Section 25: Destressing material
a) Editors, producers and broadcasters of news, current affairs and documentary programmes and articles shall take particular care on deciding whether the inclusion of graphic detail and intensity of violent or distressing material is warranted by its relevance and add to public understanding of the subject.
These are the clauses Fiji Sun was blatantly oblivious to when it decided to reveal details of a child rape incident. As shown, the name and any other details that could identify the victim always have to be protected. The publication also had to audacity to interview the grieving mother. Anyone who has lost anyone they loved would be able to tell the type of pain and sadness they are going through. To disturb that grieving period is just disrespectful!

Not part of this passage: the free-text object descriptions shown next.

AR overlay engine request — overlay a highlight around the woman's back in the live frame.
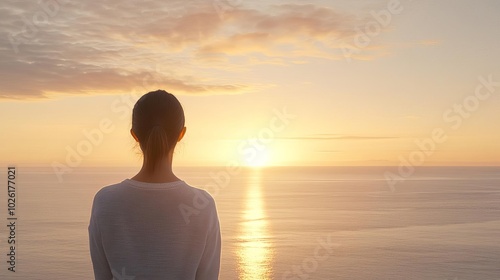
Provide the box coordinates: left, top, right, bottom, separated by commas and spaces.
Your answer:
89, 179, 220, 279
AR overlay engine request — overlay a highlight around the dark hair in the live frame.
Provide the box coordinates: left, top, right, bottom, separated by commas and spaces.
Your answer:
132, 90, 185, 172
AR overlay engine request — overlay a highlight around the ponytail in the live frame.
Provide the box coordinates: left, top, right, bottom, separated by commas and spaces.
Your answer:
144, 125, 170, 172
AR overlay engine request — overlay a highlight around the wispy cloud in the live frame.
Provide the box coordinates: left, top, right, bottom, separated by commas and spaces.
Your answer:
196, 4, 361, 60
0, 1, 382, 99
281, 134, 402, 141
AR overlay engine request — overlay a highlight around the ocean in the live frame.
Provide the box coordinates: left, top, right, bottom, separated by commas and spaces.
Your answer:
1, 166, 499, 280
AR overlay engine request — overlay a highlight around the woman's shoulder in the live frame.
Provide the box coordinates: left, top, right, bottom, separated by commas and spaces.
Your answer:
181, 182, 217, 207
92, 180, 216, 203
91, 181, 129, 203
176, 182, 218, 225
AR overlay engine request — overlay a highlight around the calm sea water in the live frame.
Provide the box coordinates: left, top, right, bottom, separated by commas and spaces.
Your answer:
1, 166, 499, 280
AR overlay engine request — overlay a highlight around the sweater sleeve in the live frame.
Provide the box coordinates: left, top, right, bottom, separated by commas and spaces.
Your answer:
88, 200, 113, 280
195, 195, 222, 280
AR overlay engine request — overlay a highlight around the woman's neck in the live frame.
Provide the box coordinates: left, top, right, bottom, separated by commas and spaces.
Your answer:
131, 158, 180, 183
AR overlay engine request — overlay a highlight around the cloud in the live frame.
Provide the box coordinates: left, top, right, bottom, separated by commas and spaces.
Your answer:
0, 1, 375, 99
196, 4, 362, 60
280, 134, 402, 141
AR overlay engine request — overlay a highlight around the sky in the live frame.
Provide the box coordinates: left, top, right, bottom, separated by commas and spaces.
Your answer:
1, 0, 500, 169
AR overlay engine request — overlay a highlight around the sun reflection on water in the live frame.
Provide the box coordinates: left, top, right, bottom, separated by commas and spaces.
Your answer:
237, 169, 274, 280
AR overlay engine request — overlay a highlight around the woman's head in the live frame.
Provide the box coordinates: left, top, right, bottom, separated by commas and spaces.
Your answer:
131, 90, 186, 172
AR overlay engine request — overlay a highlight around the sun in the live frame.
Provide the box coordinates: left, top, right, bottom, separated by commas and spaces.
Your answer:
243, 148, 270, 168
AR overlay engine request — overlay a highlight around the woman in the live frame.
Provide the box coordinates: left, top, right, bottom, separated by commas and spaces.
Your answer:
89, 90, 221, 280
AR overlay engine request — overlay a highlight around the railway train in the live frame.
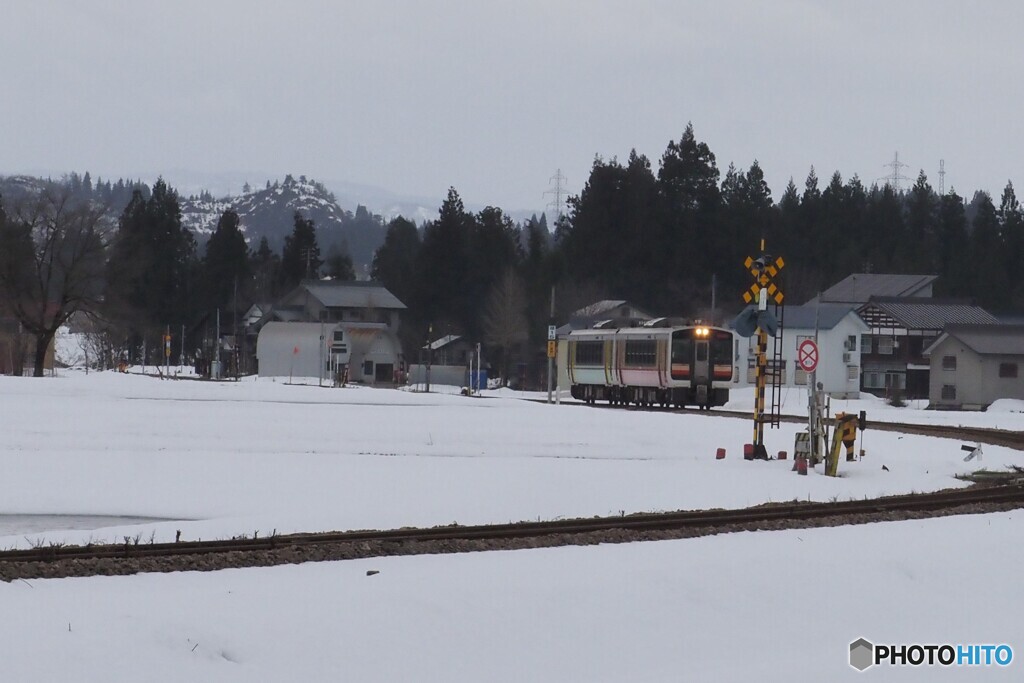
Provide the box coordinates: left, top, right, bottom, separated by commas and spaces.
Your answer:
566, 320, 735, 409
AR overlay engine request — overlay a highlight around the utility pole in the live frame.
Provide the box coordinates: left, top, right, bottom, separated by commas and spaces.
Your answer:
425, 324, 432, 393
546, 286, 555, 403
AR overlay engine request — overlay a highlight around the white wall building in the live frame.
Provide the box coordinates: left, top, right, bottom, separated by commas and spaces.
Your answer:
736, 304, 868, 398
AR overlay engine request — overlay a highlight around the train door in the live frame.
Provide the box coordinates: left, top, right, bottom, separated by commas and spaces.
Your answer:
694, 338, 710, 406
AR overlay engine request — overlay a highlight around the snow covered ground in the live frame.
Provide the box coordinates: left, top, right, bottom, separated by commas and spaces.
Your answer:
1, 370, 1021, 680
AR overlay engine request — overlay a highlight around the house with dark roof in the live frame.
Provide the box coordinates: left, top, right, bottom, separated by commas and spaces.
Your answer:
807, 273, 937, 305
857, 297, 999, 398
924, 325, 1024, 409
253, 280, 407, 384
264, 280, 407, 330
736, 304, 867, 398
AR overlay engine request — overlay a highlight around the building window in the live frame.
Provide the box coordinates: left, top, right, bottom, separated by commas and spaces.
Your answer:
877, 337, 894, 355
999, 362, 1018, 378
845, 335, 857, 352
864, 372, 883, 389
941, 384, 956, 400
942, 355, 957, 370
795, 368, 808, 385
847, 365, 858, 381
860, 334, 872, 354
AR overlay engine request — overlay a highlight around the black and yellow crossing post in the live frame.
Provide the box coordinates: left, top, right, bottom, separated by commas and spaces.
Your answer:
740, 240, 784, 459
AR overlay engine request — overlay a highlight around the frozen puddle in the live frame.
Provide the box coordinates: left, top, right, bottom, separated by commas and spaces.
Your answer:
0, 514, 171, 536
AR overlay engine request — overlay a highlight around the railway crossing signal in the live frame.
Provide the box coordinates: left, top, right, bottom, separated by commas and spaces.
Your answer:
739, 241, 785, 460
742, 254, 785, 305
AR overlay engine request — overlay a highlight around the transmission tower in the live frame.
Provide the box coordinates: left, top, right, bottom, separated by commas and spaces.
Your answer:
543, 169, 568, 219
938, 159, 946, 196
878, 151, 911, 192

As though that wasn’t enough, Fiji Sun used this to grab people’s attention.
Is this anyway one should be talking about a little girl who lost her life in such a cruel way? How can the Editor of Fiji Sun justify this? Being a woman, one would expect her to be more sensitive.
The Fiji Sun editors’ response to all criticism has been that they are putting the spotlight on a really important issue. The Editor has also said that such headlines add a shock value to the story. Its other words, it was to sensationalize. The article below has been removed from their website; however, a picture has been circulated online.
To justify their stance, the publication has even gone back to interview the victims’ family and get their opinion on the manner in which they handled the story. The article is very clearly saying that their sales have increased since it started publishing the story in the manner that they did. They had the audacity to go back to a grieving family and possibly ask questions such as “How has the public’s response been?”
One of the first things a journalism student is taught in a Media Ethics class is not to sensationalize anything; to know the rules and limitations when reporting on murder, rape or suicide and never under any circumstances a publication should reveal the identity or any other material that could identify a rape victim.
Fiji Sun has also accused everyone of being non-reactive. Yes, rape is an important issue. Because of this very reason, one should handle it with the utmost level of sensitivity. She is right to say that we as the citizens of this country need to be talking about rape. However, this should not mean that any publication or anyone for that matter, have the right to disrespect the life of a young girl.
Such crimes has left everyone deeply shocked and infuriated. We all would like the judiciary to increase punishment, to teach our children to respect each other and learn about consent and also to be wary of any suspicious of behavior around us.
A group is petitioning to the Media Industry Development Authority “to apply the code of ethics in the media decree and if Fiji Sun is found guilty of breach by the Media Tribunal, that fines be considered to be applied to Fiji Sun and its owners, CJ Patel.”
I urge the Fiji Sun to go back and think about all editorial decision they made regarding the rape of the young girl. I plead their conscience to find the error of their ways and simply apologize to the people of the country and especially the family.